FY17 results met expectation. Muhibbah’s FY17 earnings of RM131.6m (+25% YoY) met ours and consensus’ expectation at 97.0% and 105.7% of full year estimates respectively. The results illustrated lower revenue of RM1.3bn for FY17 (-28%YoY) compared to RM1.9bn in FY16. The boost in profit was contributed by shares results of associates which shot-up from RM83.8m in FY16 to RM147.2 (+76.0%YoY).
The revenue narrowed but fundamentals are still intact. Muhibbah fundamentals such as its book value and debt levels are in good shape compared to its peers. (Figure 1). Muhibbah’s core strength lies in its unique capabilities of marine engineering and industrial fabrication. Thus, compared to other peers in the KLCon Index. We reckon that Muhibbah can replenish their orderbook with projects in Qatar and domestically.
Earnings estimates intact.
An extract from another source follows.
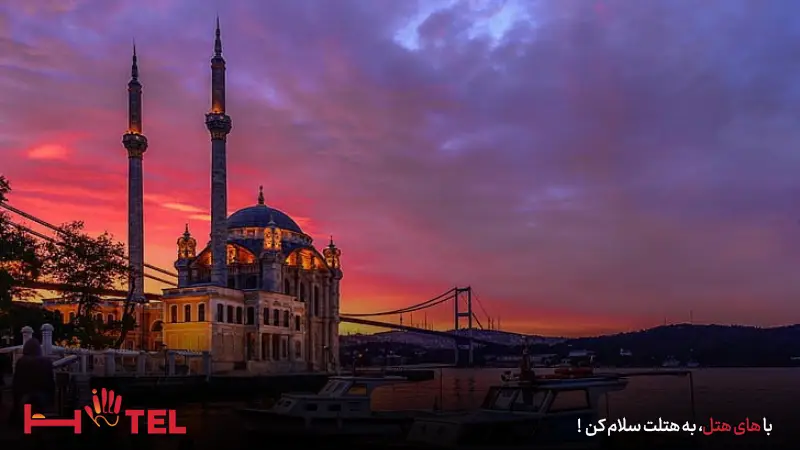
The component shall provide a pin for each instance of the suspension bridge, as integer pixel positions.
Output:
(460, 300)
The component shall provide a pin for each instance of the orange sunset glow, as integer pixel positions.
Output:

We maintain our earnings forecast for FYE18 and introduce FYE19 estimates our forecast premised on the quality orderbook of RM2.0bn, or approximately 48 months (3.41x construction revenue cover) backed by recurring cash flow for its concession asset in Cambodia . The airport concession through its partnership with Vinnci has contributed 5-year average of 24.0% percent to its operating income.
Dividend announced. Based on the positive results, Muhibbah announced a 7-sen dividend which equals to 2.25% hence meeting our forecast for FY17
Recommendation. That said, we maintain our BUY recommendation with a TP of RM3.60 based on sum of parts valuation implying +13.8% upside.